攻撃力アップの鍵になる齊藤あかね(C)Kei Matsubara
攻撃力アップの鍵になる齊藤あかね(C)Kei Matsubara

交流戦で、齊藤は主に左サイドハーフでプレーし、パワフルなミドルシュートなどで3ゴールを決めた。昨シーズンは主にボランチだったが、各ポジションをバランスよく補強したことで、齊藤がより攻撃に専念できれば、チームの新たな強みになる。

「相手との駆け引きで裏に抜け出す動きが得意なので、相手のマークを外した瞬間にパスを出してくれる選手がいるのは大きいです。木下選手や中野選手からスルーパスが出てきて、スピードに乗った状態でフリーでボールを受けられる。そこから得意のミドルシュートを打てる場面も増えました」(齊藤/交流戦3日目)

ディフェンスラインは、A代表候補の坂本を中心に昨年は安定していたが、ここにも強力な新戦力が加わった。オルカ鴨川FCから加入したDF高橋奈々だ。

守備の新戦力、高橋奈々(C)Kei Matsubara
守備の新戦力、高橋奈々(C)Kei Matsubara

高橋は、仙台や、その前身である東京電力女子サッカー部マリーゼなど、1部でのプレー経験が豊富。コミュニケーション能力も高く、頼もしい存在だ。高橋自身も、2年ぶりの1部でのプレーに高い意欲を見せている。

「自分自身がサッカーをもっと勉強したい、そしてさらに成長したい、と向上心を持って来ました。1日1個は、新しい戦術などを覚えて、予習復習もしっかりやって(笑)、1日1日がすごく充実しています」(高橋/1月)

 GKは、チーム最古参(5年目)のGK池ヶ谷夏美と、昨シーズンの堅守を支えた2年目のGK望月ありさをはじめ、4人の候補が一つのポジションを競う。攻撃的なサッカーの陰で常に大きな失点のリスクに晒されるGKは、長野の花形ポジションとも言える。

 

【チーム作りは新たなステージへ】

 長野は1、2月は雪の影響でグラウンドが使えない。だからこそ、この交流戦に向けて、フィジカルコンディションを上げることにエネルギーを割いたという。

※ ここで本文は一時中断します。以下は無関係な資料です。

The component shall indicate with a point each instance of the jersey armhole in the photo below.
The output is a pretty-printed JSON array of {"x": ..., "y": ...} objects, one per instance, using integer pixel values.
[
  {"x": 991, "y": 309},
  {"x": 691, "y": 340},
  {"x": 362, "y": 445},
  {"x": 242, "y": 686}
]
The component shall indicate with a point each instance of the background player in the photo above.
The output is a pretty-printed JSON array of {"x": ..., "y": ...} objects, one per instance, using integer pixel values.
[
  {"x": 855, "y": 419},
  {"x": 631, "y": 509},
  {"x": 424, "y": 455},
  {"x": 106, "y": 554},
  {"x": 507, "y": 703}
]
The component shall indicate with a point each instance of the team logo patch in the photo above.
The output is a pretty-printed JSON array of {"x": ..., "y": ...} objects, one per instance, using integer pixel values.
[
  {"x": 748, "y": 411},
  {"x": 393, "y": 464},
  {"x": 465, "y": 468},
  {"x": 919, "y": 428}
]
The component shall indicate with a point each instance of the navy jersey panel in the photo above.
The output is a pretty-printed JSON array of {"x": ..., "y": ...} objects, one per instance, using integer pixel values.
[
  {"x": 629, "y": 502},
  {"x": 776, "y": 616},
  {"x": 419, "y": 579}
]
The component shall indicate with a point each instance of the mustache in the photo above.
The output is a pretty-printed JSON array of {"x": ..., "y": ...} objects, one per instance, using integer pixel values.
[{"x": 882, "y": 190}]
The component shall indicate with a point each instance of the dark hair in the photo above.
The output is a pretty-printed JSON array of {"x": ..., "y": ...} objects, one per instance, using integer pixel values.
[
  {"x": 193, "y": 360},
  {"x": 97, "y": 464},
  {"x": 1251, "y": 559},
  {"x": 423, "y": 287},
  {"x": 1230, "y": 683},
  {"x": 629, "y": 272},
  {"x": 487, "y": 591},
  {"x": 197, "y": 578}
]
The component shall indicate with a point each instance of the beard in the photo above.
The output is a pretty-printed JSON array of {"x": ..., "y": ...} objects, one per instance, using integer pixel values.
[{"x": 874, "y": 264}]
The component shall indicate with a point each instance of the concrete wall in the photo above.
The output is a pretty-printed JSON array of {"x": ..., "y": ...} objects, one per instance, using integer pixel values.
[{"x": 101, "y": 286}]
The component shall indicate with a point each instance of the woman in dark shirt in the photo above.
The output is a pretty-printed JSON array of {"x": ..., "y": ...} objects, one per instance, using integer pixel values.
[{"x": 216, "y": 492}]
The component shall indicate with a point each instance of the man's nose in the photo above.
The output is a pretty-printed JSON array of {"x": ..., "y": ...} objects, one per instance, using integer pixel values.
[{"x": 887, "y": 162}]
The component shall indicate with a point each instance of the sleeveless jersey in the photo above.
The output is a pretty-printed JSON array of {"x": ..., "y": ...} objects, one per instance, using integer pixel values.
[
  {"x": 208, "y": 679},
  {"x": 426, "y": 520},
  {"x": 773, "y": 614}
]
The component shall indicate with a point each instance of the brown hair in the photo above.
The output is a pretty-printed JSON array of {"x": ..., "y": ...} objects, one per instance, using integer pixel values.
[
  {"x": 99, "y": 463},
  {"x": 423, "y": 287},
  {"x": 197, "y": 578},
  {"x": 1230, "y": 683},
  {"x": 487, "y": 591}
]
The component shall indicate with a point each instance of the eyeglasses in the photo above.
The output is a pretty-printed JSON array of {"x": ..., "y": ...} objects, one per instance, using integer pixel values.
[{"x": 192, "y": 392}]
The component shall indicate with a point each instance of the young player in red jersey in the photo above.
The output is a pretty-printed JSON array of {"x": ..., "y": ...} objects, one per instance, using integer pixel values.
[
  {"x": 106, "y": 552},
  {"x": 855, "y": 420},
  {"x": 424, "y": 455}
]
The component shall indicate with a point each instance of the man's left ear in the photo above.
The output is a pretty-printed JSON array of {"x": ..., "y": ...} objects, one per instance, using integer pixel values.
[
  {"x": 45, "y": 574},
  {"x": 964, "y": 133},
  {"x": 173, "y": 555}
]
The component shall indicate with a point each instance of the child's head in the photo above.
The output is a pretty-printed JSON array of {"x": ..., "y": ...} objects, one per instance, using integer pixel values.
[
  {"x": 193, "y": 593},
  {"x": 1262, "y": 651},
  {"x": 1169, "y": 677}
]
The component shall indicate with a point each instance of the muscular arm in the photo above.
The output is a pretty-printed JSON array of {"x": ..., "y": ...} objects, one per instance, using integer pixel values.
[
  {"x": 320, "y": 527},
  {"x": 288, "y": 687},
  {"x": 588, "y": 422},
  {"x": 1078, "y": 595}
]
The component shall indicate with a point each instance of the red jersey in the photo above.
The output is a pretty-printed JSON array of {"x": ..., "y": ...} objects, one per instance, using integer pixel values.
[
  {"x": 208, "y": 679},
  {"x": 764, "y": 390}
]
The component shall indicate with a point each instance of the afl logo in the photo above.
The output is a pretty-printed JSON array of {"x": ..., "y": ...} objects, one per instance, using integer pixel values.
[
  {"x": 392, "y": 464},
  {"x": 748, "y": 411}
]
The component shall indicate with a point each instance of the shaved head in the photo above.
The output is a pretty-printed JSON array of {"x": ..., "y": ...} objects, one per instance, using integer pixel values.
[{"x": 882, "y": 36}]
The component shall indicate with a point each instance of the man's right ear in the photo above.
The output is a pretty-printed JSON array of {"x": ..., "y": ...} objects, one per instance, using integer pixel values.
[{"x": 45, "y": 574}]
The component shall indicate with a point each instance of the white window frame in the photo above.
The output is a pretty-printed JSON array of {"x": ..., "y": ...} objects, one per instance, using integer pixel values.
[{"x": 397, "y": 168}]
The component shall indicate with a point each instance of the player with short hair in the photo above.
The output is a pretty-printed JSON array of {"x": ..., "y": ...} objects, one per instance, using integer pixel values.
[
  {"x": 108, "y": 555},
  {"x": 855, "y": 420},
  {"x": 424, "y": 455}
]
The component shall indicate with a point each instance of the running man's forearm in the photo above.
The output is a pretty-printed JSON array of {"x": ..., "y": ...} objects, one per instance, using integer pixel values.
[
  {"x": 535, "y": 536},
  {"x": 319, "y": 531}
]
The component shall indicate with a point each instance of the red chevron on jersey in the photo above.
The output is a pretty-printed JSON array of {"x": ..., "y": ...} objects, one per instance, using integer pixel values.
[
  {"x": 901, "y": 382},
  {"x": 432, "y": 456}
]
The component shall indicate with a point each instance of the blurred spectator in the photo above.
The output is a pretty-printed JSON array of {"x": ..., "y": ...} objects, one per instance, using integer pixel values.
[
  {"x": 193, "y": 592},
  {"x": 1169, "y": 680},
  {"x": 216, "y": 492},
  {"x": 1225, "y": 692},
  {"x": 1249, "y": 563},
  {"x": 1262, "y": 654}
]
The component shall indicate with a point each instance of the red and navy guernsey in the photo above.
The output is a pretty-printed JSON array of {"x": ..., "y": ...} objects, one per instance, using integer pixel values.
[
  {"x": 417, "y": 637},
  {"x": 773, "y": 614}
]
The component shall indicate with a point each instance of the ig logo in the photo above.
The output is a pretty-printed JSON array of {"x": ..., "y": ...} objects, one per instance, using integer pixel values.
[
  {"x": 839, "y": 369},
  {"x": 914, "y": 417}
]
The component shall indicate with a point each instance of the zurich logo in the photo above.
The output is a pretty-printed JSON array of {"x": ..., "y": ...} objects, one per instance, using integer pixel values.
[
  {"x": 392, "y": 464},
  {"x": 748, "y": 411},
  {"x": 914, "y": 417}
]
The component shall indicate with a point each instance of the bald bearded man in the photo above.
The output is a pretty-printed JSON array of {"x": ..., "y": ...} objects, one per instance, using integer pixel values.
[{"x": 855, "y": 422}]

 本田監督は「開幕に向けて70パーセント以上仕上がっています」(本田監督/交流戦3日目)と、手応えを口にしていた。

 本田監督のチーム作りは、5年という一つのサイクルを終え、また新たなステージに突入した。

「5年間、築き上げてきたことをベースに、また新しい選手たちと新しいチームを作っていきたいと思います」(本田監督/交流戦3日目)

 今年の長野には、これまでの攻撃サッカーを支えてきた横山も、FW泊志穂もいない。そんな中で、新たな戦力を加えた長野がどのような攻撃サッカーを見せるのか、楽しみだ。

 長野は、3月21日(水・祝)にアウェイのデンカビッグスワンスタジアムで、アルビレックス新潟レディースと開幕戦を戦う。